Il reflète le nommage des fonctions : Pour un module home_ui(), on va appeler le fichier home_ui.R.

Mais on va plus loin : Les modules sont numérotés pour refléter leur ordre d’apparition dans l’application. Très classiquement, on va souvent avoir des onglets. On numérote alors le module selon l’ordre des onglets :

  • 10_home_ui.R pour le premier onglet
  • 20_search_ui.R pour le deuxième onglet
  • et ainsi de suite

Et pourquoi 10, 20, et pas juste 1, 2 ?

Parce qu’ensuite, on va considérer les sous-modules. Le module 10_home_ui peut contenir 3 sous-modules :

  • 11_titre_ui.R pour le titre
  • 12_graph_ui.R pour le graphique
  • 13_table_ui.R pour le tableau

Au début, je n’étais pas fan de numéroter les fichiers. Je me disais que j’allais passer des heures à changer tout le temps les numéros.

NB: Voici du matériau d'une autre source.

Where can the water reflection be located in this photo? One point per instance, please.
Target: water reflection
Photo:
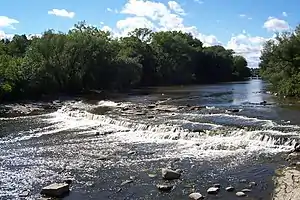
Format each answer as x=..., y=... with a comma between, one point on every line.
x=247, y=92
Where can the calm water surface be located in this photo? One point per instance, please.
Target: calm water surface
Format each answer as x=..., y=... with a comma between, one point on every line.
x=210, y=145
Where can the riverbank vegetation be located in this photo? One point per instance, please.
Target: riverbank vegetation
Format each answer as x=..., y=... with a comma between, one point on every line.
x=280, y=63
x=87, y=58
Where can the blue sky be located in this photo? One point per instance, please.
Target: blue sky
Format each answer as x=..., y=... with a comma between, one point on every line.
x=242, y=25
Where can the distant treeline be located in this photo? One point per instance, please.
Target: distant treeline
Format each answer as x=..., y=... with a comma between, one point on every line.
x=280, y=63
x=87, y=58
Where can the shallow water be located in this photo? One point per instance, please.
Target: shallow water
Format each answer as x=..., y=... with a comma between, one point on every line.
x=210, y=145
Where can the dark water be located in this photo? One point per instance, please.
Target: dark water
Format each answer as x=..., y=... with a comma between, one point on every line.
x=210, y=145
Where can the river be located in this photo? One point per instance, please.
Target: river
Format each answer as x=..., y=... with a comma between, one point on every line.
x=134, y=140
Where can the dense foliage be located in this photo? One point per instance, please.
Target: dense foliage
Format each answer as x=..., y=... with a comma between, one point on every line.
x=280, y=63
x=87, y=58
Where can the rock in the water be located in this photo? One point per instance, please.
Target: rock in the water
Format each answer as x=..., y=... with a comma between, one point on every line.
x=56, y=190
x=251, y=184
x=240, y=194
x=213, y=190
x=246, y=190
x=126, y=182
x=131, y=152
x=164, y=187
x=152, y=175
x=24, y=194
x=196, y=196
x=230, y=189
x=169, y=174
x=151, y=106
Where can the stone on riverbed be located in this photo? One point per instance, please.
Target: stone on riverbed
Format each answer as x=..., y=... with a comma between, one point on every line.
x=240, y=194
x=56, y=190
x=229, y=189
x=169, y=174
x=213, y=190
x=164, y=187
x=196, y=196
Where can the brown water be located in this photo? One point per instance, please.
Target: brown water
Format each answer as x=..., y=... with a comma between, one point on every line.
x=210, y=145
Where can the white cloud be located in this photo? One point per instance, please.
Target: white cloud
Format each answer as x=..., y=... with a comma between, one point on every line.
x=199, y=1
x=158, y=17
x=284, y=14
x=7, y=22
x=248, y=46
x=274, y=24
x=173, y=5
x=61, y=13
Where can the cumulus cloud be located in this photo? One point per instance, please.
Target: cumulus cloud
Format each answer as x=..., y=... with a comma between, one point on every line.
x=248, y=46
x=275, y=24
x=284, y=14
x=174, y=6
x=199, y=1
x=61, y=13
x=8, y=22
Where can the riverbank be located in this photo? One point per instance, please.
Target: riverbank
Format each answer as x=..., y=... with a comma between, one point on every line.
x=287, y=179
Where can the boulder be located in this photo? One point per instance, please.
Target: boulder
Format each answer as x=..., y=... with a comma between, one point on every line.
x=164, y=187
x=196, y=196
x=213, y=190
x=169, y=174
x=240, y=194
x=229, y=189
x=56, y=190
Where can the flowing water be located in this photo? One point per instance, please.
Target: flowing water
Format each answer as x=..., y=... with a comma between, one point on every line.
x=133, y=140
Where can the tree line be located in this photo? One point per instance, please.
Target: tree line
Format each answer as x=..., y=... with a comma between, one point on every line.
x=87, y=58
x=280, y=63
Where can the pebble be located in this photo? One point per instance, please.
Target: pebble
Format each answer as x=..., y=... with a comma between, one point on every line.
x=246, y=190
x=126, y=182
x=169, y=174
x=213, y=190
x=240, y=194
x=230, y=189
x=164, y=187
x=196, y=196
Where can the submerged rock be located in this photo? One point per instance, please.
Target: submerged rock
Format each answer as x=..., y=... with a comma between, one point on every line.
x=169, y=174
x=213, y=190
x=56, y=190
x=196, y=196
x=164, y=187
x=230, y=189
x=240, y=194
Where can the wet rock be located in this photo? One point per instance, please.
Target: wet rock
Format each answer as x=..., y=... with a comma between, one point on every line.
x=56, y=190
x=126, y=182
x=152, y=175
x=151, y=106
x=246, y=190
x=196, y=196
x=251, y=184
x=297, y=147
x=240, y=194
x=233, y=110
x=24, y=194
x=229, y=189
x=169, y=174
x=164, y=187
x=213, y=190
x=131, y=152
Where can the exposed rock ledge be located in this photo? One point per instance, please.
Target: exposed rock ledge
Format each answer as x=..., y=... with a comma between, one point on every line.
x=287, y=184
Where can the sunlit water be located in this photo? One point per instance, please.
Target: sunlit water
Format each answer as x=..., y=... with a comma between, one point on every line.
x=210, y=145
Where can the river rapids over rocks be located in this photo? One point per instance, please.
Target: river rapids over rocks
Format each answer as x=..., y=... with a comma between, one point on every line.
x=215, y=134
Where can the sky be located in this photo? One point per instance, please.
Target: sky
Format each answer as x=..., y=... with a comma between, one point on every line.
x=241, y=25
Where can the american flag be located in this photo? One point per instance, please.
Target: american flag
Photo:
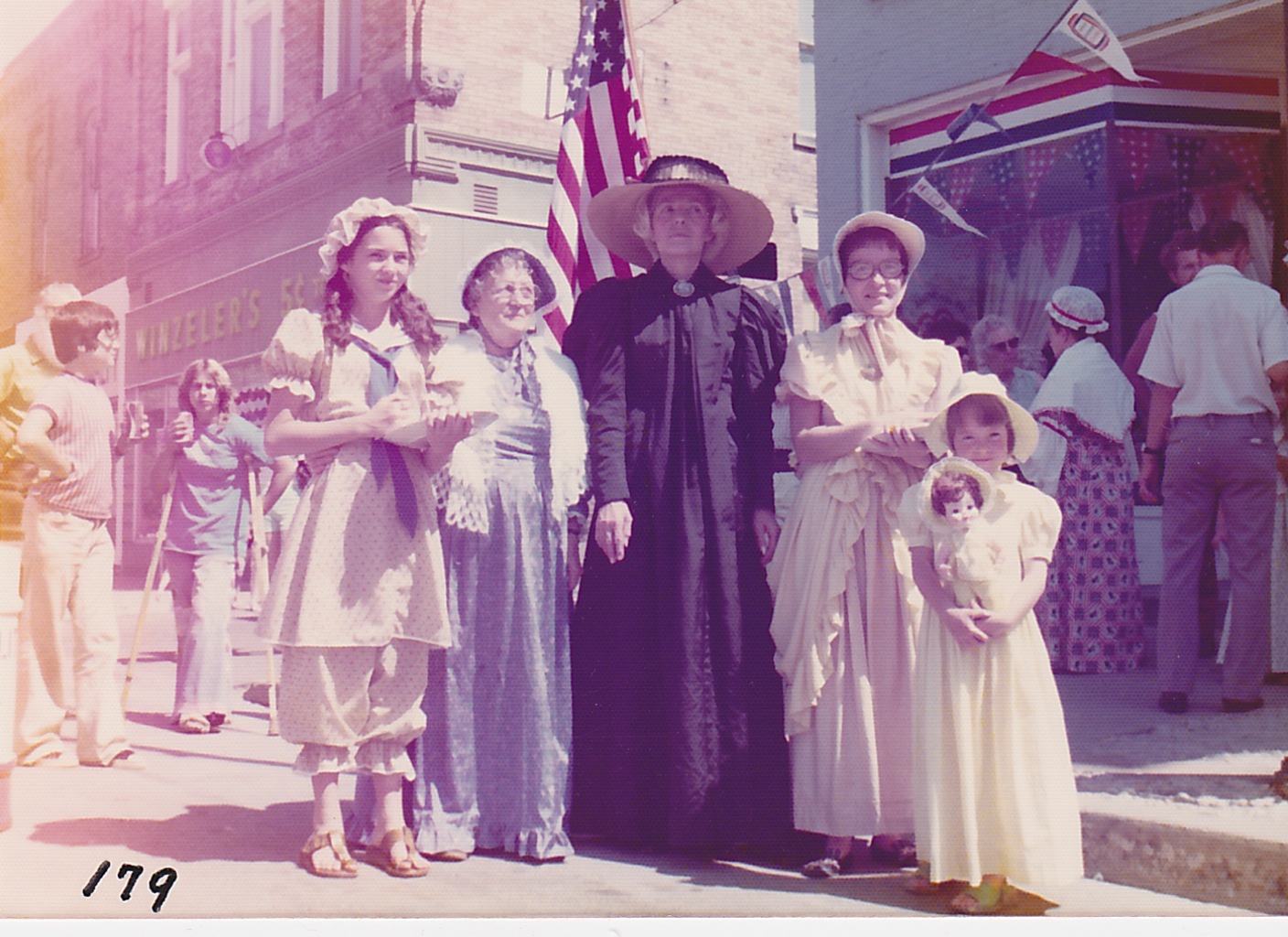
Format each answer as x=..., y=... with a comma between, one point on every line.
x=603, y=145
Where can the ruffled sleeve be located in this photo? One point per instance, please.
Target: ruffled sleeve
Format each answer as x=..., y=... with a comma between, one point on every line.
x=294, y=355
x=596, y=344
x=1039, y=526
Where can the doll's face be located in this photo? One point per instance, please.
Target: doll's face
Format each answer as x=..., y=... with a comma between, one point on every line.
x=961, y=512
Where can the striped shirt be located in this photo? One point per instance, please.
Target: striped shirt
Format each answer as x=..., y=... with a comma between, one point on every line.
x=82, y=432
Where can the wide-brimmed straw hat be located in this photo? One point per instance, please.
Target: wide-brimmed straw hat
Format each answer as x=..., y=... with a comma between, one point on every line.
x=1079, y=308
x=613, y=213
x=912, y=239
x=972, y=383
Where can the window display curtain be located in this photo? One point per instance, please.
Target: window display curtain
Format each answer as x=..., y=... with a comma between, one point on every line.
x=1023, y=296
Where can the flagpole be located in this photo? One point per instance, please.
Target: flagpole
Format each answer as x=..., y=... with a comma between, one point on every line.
x=992, y=97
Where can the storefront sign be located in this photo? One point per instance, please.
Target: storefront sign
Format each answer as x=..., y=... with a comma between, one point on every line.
x=224, y=318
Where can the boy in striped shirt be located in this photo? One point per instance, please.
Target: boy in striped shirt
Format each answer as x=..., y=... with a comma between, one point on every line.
x=67, y=552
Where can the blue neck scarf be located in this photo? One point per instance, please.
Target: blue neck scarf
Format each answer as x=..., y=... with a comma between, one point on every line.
x=387, y=459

En pratique, c’est assez rare, surtout si on a pris un peu le temps de réfléchir à l’architecture de l’application en avance.

Et surtout, je trouve que c’est super utile, parce que ça range automatiquement les fichiers dans un ordre logique par rapport à l’application, ce qui évite de perdre du temps à chercher le fichier dont vous avez besoin.

Encore mieux : Avec VSCode, j’utilise le raccourci Ctrl + P pour chercher un fichier, je tape juste le numéro et j’ouvre le fichier en seulement 2-3 secondes.

Ouvrir un fichier avec VSCode

Vous l’aviez peut-être remarqué, les deux présentations d’architectures modulaires ci-dessus utilisaient ce nommage avec numérotation :

Architecture en modules d'une application Shiny

Et on fait quoi si on a plus que 9 sous-modules ?

Euh… Là je ne sais pas, ça m’est jamais arrivé.

Regardons plutôt notre structure de projet qui se complète :

mon-projet-shiny/
├── R/
    ├── 100_home_server.R
    ├── 100_home_ui.R
    ├── 200_search_server.R
    └── 200_search_ui.R
    ├── 300_disclaimer_server.R
    └── 300_disclaimer_ui.R
├── global.R
├── server.R
└── ui.R

4. Structuration du reste des fichiers

Quid du reste des fichiers ? Selon les projets, l’arborescence peut devenir très riche.

Les données

Si l’application utilise des données sous la forme de fichiers (CSV, Excel, RDS, etc.), ces données sont stockées dans un dossier data/.

Attention : En général, on évite de versionner les données sous Git.

Attention 2 : Évitez de stocker des données à l’intérieur du dossier www/. Celui-ci est servi par le serveur Shiny, ce qui veut dire que les fichiers qu’il contient sont accessibles depuis l’internet. Pas sûr que vous ayez envie que tout le monde accède directement aux données sources.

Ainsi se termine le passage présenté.